Das Konzept, Alten ein Leben mitten im Stadtgewusel anzubieten, scheint aufzugehen: Drei Viertel der 50 Zwei- bis Dreizimmerwohnungen (46 bis 72 qm) sind schon bezogen. Die Frau, die man um Gottes willen nicht „Heimleiterin“ nennen darf, die „Projektleiterin“ Ursula Schnell, findet aber ohnehin: „Hier im Viertel ist es friedlicher als in anderen Stadtvierteln.“ Das Prinzip „Wohnen mit Service“ sieht so aus: Man mietet sich eine Wohnung und zahlt für ca. 50 qm 1300 Mark warm (offensichtlich: kein sozialer Wohnungsbau). Dafür hat man einen Notrufknopf.
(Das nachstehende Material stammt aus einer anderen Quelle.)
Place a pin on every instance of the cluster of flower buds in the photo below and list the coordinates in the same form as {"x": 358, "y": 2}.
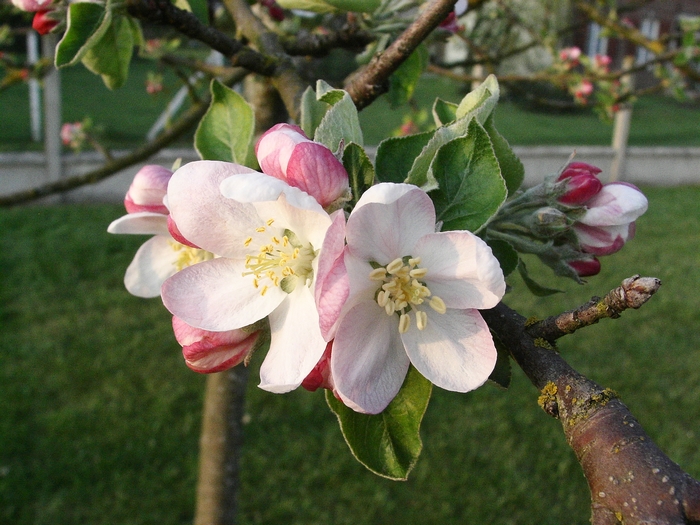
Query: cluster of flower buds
{"x": 570, "y": 220}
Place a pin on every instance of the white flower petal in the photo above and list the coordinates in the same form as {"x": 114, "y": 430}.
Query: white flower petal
{"x": 141, "y": 223}
{"x": 368, "y": 361}
{"x": 455, "y": 351}
{"x": 616, "y": 204}
{"x": 153, "y": 263}
{"x": 389, "y": 222}
{"x": 462, "y": 269}
{"x": 204, "y": 216}
{"x": 310, "y": 225}
{"x": 214, "y": 295}
{"x": 296, "y": 344}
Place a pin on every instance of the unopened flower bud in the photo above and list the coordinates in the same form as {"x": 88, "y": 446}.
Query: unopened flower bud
{"x": 148, "y": 190}
{"x": 284, "y": 152}
{"x": 207, "y": 352}
{"x": 581, "y": 183}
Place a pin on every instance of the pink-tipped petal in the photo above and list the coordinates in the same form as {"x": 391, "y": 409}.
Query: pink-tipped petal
{"x": 462, "y": 269}
{"x": 212, "y": 296}
{"x": 455, "y": 351}
{"x": 203, "y": 215}
{"x": 296, "y": 344}
{"x": 387, "y": 222}
{"x": 314, "y": 169}
{"x": 368, "y": 363}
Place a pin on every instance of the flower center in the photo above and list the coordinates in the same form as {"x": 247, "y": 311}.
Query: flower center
{"x": 282, "y": 260}
{"x": 402, "y": 291}
{"x": 187, "y": 256}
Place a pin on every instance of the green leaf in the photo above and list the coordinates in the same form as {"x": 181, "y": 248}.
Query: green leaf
{"x": 389, "y": 443}
{"x": 86, "y": 23}
{"x": 501, "y": 374}
{"x": 395, "y": 156}
{"x": 483, "y": 98}
{"x": 507, "y": 256}
{"x": 403, "y": 82}
{"x": 359, "y": 168}
{"x": 476, "y": 105}
{"x": 198, "y": 8}
{"x": 470, "y": 187}
{"x": 534, "y": 287}
{"x": 312, "y": 112}
{"x": 111, "y": 55}
{"x": 444, "y": 112}
{"x": 341, "y": 122}
{"x": 227, "y": 129}
{"x": 512, "y": 168}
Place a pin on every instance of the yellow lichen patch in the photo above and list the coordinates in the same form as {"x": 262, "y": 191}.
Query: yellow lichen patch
{"x": 548, "y": 395}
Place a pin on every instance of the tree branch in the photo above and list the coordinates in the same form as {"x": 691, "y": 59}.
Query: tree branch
{"x": 373, "y": 80}
{"x": 631, "y": 480}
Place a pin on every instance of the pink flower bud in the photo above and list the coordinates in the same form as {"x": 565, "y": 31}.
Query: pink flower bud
{"x": 207, "y": 352}
{"x": 581, "y": 183}
{"x": 609, "y": 219}
{"x": 286, "y": 153}
{"x": 43, "y": 24}
{"x": 585, "y": 267}
{"x": 148, "y": 190}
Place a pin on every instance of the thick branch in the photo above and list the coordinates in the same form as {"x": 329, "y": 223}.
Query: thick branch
{"x": 631, "y": 480}
{"x": 350, "y": 37}
{"x": 373, "y": 80}
{"x": 164, "y": 12}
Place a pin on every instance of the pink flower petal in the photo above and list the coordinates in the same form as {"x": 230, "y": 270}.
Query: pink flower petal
{"x": 203, "y": 215}
{"x": 455, "y": 351}
{"x": 142, "y": 223}
{"x": 616, "y": 204}
{"x": 214, "y": 296}
{"x": 462, "y": 270}
{"x": 387, "y": 222}
{"x": 332, "y": 282}
{"x": 368, "y": 363}
{"x": 153, "y": 263}
{"x": 296, "y": 344}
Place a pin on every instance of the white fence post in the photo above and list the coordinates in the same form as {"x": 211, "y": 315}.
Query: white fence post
{"x": 52, "y": 112}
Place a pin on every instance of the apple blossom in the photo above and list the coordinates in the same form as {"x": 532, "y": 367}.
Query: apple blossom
{"x": 160, "y": 256}
{"x": 284, "y": 152}
{"x": 266, "y": 236}
{"x": 207, "y": 352}
{"x": 413, "y": 298}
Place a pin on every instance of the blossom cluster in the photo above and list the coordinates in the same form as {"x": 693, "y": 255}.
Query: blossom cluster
{"x": 350, "y": 301}
{"x": 571, "y": 220}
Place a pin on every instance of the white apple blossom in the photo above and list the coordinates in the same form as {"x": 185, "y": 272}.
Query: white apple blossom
{"x": 413, "y": 298}
{"x": 266, "y": 236}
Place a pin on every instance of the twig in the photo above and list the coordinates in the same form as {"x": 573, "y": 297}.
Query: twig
{"x": 373, "y": 80}
{"x": 631, "y": 480}
{"x": 632, "y": 293}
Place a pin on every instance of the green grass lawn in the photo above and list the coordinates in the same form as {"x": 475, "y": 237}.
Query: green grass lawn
{"x": 101, "y": 418}
{"x": 125, "y": 115}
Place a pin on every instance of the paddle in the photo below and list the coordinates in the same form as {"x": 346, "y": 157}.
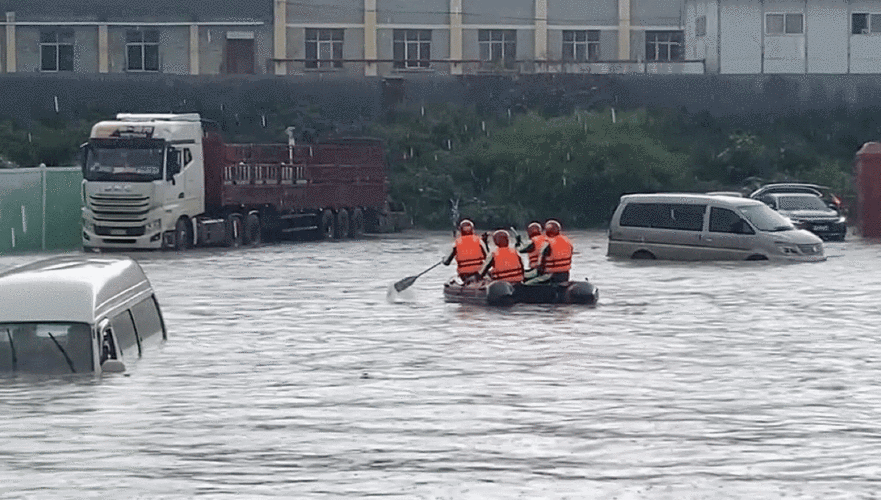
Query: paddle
{"x": 405, "y": 283}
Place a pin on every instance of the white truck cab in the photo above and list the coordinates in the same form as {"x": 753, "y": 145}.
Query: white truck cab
{"x": 143, "y": 180}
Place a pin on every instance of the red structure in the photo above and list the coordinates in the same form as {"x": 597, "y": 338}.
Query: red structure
{"x": 867, "y": 169}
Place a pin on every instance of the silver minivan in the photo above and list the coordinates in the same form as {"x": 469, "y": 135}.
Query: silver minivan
{"x": 76, "y": 314}
{"x": 682, "y": 226}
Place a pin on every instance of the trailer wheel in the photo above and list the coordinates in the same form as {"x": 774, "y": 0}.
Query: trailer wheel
{"x": 253, "y": 232}
{"x": 182, "y": 237}
{"x": 357, "y": 225}
{"x": 234, "y": 230}
{"x": 342, "y": 224}
{"x": 326, "y": 228}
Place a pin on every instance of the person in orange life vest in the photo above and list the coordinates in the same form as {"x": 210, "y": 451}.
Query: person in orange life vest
{"x": 555, "y": 258}
{"x": 533, "y": 246}
{"x": 504, "y": 263}
{"x": 469, "y": 251}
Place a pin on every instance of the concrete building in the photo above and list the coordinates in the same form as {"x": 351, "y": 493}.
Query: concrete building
{"x": 119, "y": 36}
{"x": 455, "y": 37}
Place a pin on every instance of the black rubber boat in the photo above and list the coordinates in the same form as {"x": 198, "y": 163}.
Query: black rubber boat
{"x": 503, "y": 293}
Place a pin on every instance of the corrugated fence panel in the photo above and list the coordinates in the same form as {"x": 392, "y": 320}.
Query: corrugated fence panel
{"x": 23, "y": 209}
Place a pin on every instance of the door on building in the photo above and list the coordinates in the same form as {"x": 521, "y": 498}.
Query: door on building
{"x": 240, "y": 56}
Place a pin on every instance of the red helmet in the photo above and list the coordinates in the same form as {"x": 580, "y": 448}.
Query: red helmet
{"x": 533, "y": 229}
{"x": 500, "y": 238}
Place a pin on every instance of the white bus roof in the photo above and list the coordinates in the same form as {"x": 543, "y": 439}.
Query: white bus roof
{"x": 69, "y": 288}
{"x": 148, "y": 117}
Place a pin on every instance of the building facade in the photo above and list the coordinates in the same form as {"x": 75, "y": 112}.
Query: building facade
{"x": 454, "y": 37}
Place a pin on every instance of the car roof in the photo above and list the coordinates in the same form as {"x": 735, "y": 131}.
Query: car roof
{"x": 688, "y": 198}
{"x": 789, "y": 187}
{"x": 69, "y": 288}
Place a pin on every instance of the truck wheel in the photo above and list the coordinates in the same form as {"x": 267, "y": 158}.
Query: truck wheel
{"x": 342, "y": 224}
{"x": 182, "y": 238}
{"x": 326, "y": 227}
{"x": 252, "y": 230}
{"x": 357, "y": 225}
{"x": 234, "y": 230}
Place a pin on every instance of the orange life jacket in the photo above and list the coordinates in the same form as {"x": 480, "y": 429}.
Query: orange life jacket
{"x": 560, "y": 258}
{"x": 507, "y": 265}
{"x": 469, "y": 254}
{"x": 538, "y": 241}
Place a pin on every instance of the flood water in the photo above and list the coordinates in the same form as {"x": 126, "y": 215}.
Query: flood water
{"x": 290, "y": 372}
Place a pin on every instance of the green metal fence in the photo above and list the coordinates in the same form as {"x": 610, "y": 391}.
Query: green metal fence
{"x": 40, "y": 209}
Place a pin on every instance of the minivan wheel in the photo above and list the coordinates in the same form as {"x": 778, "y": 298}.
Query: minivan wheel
{"x": 643, "y": 255}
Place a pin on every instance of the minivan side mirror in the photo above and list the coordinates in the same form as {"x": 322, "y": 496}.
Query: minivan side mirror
{"x": 112, "y": 366}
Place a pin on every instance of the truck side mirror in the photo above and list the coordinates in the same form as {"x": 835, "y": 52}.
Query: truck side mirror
{"x": 172, "y": 164}
{"x": 83, "y": 157}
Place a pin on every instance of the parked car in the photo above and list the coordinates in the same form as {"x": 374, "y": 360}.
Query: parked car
{"x": 684, "y": 226}
{"x": 807, "y": 206}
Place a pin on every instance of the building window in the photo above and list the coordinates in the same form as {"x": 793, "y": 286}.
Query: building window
{"x": 324, "y": 48}
{"x": 700, "y": 26}
{"x": 663, "y": 46}
{"x": 863, "y": 23}
{"x": 581, "y": 46}
{"x": 142, "y": 50}
{"x": 56, "y": 51}
{"x": 784, "y": 24}
{"x": 412, "y": 48}
{"x": 498, "y": 46}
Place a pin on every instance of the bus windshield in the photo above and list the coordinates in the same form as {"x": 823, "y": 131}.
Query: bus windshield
{"x": 124, "y": 160}
{"x": 54, "y": 348}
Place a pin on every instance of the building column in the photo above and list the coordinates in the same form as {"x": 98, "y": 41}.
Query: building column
{"x": 624, "y": 30}
{"x": 456, "y": 68}
{"x": 10, "y": 42}
{"x": 541, "y": 31}
{"x": 194, "y": 49}
{"x": 370, "y": 68}
{"x": 280, "y": 38}
{"x": 103, "y": 49}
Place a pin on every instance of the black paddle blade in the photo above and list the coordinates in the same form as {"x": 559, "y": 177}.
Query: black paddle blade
{"x": 405, "y": 283}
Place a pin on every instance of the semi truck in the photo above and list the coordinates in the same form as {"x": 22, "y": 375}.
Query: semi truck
{"x": 168, "y": 181}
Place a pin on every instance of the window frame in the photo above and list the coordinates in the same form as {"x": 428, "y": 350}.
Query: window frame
{"x": 785, "y": 29}
{"x": 407, "y": 42}
{"x": 871, "y": 19}
{"x": 584, "y": 46}
{"x": 319, "y": 40}
{"x": 497, "y": 46}
{"x": 675, "y": 42}
{"x": 145, "y": 47}
{"x": 56, "y": 40}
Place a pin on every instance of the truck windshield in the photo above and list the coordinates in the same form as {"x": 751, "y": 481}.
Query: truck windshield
{"x": 124, "y": 160}
{"x": 54, "y": 348}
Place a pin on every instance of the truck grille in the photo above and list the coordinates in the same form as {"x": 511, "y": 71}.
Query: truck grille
{"x": 119, "y": 208}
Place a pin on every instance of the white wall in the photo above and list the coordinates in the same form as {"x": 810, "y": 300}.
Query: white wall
{"x": 741, "y": 36}
{"x": 865, "y": 50}
{"x": 826, "y": 34}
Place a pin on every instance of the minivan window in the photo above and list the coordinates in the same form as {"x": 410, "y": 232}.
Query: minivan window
{"x": 688, "y": 217}
{"x": 54, "y": 348}
{"x": 723, "y": 220}
{"x": 765, "y": 219}
{"x": 147, "y": 320}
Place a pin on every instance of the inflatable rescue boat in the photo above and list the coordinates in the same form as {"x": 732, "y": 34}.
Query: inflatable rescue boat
{"x": 504, "y": 293}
Notfalls ist innerhalb einer Minute Hilfe aus einer direkt angrenzenden Pflegedienstzentrale abrufbar. Wer sich allerdings bedienen lassen möchte (oder muß), der kann das Essen kommen lassen oder den Friseur, kann sich die Wohnung putzen lassen oder häusliche Krankenpflege in Anspruch nehmen. Solcher Service kostet natürlich. Doch weil das Haus im Viertel mehr ist als ein Mietshaus mit Notknöpfen und externen Dienstleistungen, kümmert sich Frau Schnell darum, daß die Hausbewohner untereinander in Kontakt kommen. Sie lädt Leute aus der Nachbarschaft zum Mitessen ein. Organisiert Kontakte zu Schulen. Hilft, „ein Klima zu schaffen“, wie sie sagt.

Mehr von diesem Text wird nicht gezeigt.